If you downloaded the .tar.gz version, use

tar -xvf fuseki.tar.gz

Configurations

The fuseki configurations are in the file run/config.ttl which is in the Turtle format. That's some nice dogfooding right there, a RDF triple-store and SPARQL endpoint configured using RDF itself. The other bits of configurations are in the folder run/configurations/ and are populated by Fuseki if you add in a service, or can have manually added services as well.

The configuration file documentation specifies the various parameters and options that can be entered into the file. There are two types of entries - services and datasets, with services providing a common endpoint for various datasets and configurations.

Service

A service can be declared as (example from official docs) -

<#service1> rdf:type fuseki:Service ;
    fuseki:name                       "ds" ;       # http://host:port/ds
    fuseki:serviceQuery               "sparql" ;   # SPARQL query service
    fuseki:serviceQuery               "query" ;    # SPARQL query service (alt name)
    fuseki:serviceUpdate              "update" ;   # SPARQL update service
    fuseki:serviceUpload              "upload" ;   # Non-SPARQL upload service
    fuseki:serviceReadWriteGraphStore "data" ;     # SPARQL Graph store protocol (read and write)
    # A separate read-only graph store endpoint:
    fuseki:serviceReadGraphStore      "get" ;      # SPARQL Graph store protocol (read only)
    fuseki:dataset                   <#dataset> ;
    .

which declares that the service has a SPARQL endpoint, with update and upload features, and serves the dataset defined by #dataset. As there is no special configuration, the dataset is 'stored' in memory.

Dataset

For storing the database using TDB, define the dataset config as (from official docs) -

<#dataset> rdf:type      tdb:DatasetTDB ;
    tdb:location "DB" ; # <----- THIS LINE -->
    # Query timeout on this dataset (1s, 1000 milliseconds)
    ja:context [ ja:cxtName "arq:queryTimeout" ;  ja:cxtValue "1000" ] ;
    # Make the default graph be the union of all named graphs.
    ## tdb:unionDefaultGraph true ;
     .

this creates (if not present) a folder called DB and stores all the data files in it. This folder is portable, so you can move the folder around, take backups, etc.

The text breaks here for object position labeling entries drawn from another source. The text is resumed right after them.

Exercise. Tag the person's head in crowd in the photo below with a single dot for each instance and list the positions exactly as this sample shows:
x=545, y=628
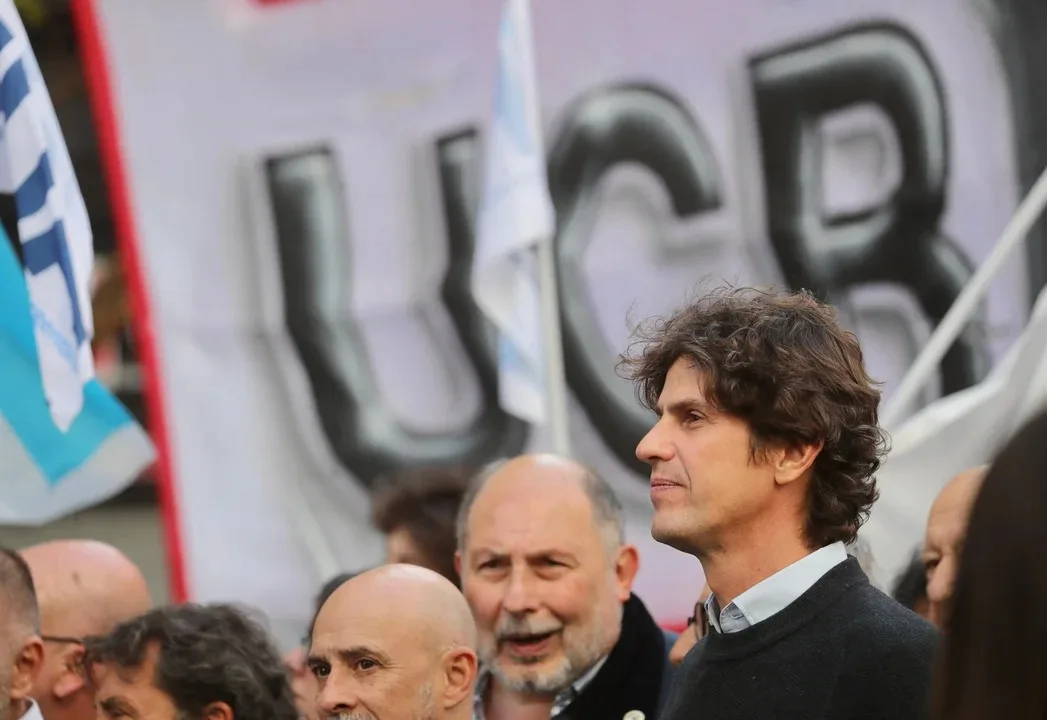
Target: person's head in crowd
x=190, y=661
x=303, y=681
x=21, y=649
x=993, y=662
x=84, y=588
x=549, y=576
x=766, y=436
x=947, y=525
x=910, y=587
x=697, y=627
x=416, y=511
x=396, y=642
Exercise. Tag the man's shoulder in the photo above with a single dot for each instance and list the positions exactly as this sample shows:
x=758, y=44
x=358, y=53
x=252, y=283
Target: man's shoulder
x=878, y=626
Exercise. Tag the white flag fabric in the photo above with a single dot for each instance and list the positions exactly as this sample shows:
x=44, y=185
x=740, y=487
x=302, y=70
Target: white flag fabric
x=56, y=235
x=948, y=436
x=516, y=215
x=65, y=442
x=46, y=473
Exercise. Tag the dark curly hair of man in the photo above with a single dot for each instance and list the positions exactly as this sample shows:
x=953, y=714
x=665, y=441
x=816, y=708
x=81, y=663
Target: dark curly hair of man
x=781, y=363
x=206, y=654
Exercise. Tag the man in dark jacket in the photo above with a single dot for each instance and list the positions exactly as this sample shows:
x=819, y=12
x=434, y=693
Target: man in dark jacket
x=549, y=578
x=762, y=463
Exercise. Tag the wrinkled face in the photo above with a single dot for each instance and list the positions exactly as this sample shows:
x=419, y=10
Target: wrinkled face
x=131, y=693
x=541, y=584
x=369, y=670
x=705, y=484
x=947, y=526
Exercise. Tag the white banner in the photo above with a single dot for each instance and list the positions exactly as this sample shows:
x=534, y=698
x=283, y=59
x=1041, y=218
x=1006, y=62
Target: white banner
x=312, y=312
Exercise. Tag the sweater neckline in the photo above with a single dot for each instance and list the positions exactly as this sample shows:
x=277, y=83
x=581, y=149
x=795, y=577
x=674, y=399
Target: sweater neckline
x=718, y=646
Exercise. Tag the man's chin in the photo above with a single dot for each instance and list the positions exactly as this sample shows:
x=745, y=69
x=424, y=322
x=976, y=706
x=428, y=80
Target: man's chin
x=534, y=676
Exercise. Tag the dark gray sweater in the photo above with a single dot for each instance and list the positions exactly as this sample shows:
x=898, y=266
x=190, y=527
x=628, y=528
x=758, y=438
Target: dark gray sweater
x=841, y=651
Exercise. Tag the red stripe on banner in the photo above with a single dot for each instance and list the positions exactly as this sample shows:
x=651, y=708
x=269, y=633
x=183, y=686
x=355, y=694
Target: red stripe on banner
x=99, y=89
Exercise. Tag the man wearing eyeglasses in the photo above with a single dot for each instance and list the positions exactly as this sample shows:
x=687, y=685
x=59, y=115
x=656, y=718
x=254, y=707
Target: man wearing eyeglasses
x=21, y=650
x=84, y=588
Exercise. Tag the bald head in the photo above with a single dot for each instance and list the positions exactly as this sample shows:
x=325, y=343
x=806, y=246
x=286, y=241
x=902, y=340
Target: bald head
x=398, y=640
x=403, y=594
x=85, y=587
x=541, y=555
x=551, y=477
x=947, y=526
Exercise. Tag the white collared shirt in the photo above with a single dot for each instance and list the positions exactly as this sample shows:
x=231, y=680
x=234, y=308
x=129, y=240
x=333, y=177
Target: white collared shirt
x=34, y=712
x=775, y=593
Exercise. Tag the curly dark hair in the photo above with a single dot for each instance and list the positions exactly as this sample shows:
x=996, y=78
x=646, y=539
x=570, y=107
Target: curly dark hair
x=781, y=363
x=425, y=502
x=207, y=653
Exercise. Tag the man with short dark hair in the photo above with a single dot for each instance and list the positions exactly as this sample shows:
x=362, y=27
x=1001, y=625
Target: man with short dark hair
x=416, y=511
x=191, y=661
x=21, y=649
x=762, y=462
x=549, y=576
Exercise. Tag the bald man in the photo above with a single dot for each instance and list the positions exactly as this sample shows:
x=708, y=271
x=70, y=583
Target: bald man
x=549, y=576
x=947, y=526
x=21, y=650
x=396, y=643
x=84, y=588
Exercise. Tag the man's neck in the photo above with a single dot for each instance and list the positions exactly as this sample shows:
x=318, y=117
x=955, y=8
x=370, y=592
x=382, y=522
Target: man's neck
x=732, y=571
x=502, y=703
x=19, y=707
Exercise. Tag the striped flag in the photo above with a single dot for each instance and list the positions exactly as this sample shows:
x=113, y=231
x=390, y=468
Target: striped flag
x=516, y=215
x=65, y=442
x=52, y=223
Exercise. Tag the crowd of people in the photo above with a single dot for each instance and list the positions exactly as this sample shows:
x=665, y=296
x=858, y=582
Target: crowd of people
x=508, y=589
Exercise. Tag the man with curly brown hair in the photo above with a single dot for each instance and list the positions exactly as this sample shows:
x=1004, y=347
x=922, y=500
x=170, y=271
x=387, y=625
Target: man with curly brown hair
x=762, y=460
x=190, y=662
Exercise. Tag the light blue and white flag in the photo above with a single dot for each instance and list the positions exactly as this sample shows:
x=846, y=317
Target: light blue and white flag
x=52, y=224
x=46, y=473
x=65, y=442
x=516, y=215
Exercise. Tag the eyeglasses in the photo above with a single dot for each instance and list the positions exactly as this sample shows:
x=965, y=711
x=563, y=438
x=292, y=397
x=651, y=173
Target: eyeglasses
x=699, y=621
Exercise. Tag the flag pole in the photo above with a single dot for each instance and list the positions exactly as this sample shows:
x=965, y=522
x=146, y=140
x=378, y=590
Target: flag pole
x=556, y=381
x=966, y=304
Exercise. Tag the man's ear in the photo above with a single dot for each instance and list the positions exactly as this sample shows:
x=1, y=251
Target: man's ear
x=27, y=665
x=70, y=675
x=792, y=463
x=217, y=711
x=626, y=566
x=461, y=668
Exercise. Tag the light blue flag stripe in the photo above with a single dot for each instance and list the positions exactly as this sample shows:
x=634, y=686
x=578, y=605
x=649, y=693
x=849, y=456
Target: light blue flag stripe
x=22, y=401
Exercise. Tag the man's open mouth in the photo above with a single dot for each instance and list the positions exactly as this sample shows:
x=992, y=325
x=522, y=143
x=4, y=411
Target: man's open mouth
x=531, y=644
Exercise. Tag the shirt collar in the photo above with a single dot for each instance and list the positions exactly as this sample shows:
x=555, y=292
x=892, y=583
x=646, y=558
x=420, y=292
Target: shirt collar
x=560, y=702
x=775, y=593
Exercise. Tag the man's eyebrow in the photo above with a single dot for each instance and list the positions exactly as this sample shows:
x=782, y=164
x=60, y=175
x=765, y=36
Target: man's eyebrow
x=349, y=655
x=683, y=405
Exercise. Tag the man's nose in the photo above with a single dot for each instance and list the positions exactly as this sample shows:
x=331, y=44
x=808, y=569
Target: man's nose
x=519, y=595
x=336, y=697
x=653, y=447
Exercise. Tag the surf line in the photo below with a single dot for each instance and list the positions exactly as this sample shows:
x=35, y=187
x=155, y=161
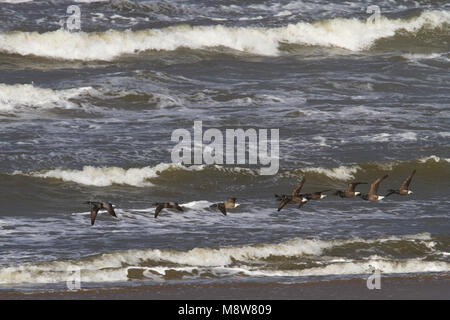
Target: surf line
x=189, y=151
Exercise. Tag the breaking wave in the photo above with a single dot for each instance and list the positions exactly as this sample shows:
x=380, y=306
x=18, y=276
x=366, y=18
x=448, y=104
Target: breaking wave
x=19, y=96
x=293, y=258
x=350, y=34
x=142, y=177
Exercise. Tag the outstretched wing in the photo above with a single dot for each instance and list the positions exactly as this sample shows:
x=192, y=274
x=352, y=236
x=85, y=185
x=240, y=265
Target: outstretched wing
x=158, y=209
x=374, y=186
x=351, y=186
x=405, y=184
x=94, y=211
x=299, y=187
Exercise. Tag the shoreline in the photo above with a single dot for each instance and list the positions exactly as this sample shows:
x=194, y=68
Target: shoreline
x=414, y=287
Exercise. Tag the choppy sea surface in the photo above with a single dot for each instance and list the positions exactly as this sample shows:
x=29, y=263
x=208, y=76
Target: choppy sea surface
x=88, y=115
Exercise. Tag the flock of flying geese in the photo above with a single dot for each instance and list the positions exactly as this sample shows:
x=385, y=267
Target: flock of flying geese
x=294, y=198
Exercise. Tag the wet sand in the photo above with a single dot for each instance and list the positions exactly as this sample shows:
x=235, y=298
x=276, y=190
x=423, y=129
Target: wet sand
x=422, y=287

Exposing SPARQL end-point using Nginx

There are several more options on the official documentation which are highly encouraged to be read. I'll detail a use-case for setting up the server on localhost, exposing it using Nginx and serving an RDF dataset persisted by TDB.

Setting up Fuseki as a system service

Setting up fuseki as a system service allows the service to be managed using the system utils (service or systemd). There are official docs detailing this, or alternatively, this can be done by creating a file in /etc/systemd/system with the name fuseki.service with the contents -

[Unit]
Description=Fuseki server for SPARQL endpoint
After=network.target

[Service]
User=<user>
Group=<usergroup>
WorkingDirectory=<location of fuseki jar>
ExecStart=/usr/bin/java -jar fuseki-server.jar <options>

[Install]
WantedBy=multi-user.target

Security

The one thing about fuseki is that it offers no security or access control by itself. Instead, Apache Shiro is used to provide a limited amount of security. Shiro allows for setting username/password for access to the fuseki server instance running, so that without the credentials, one cannot access the datasets.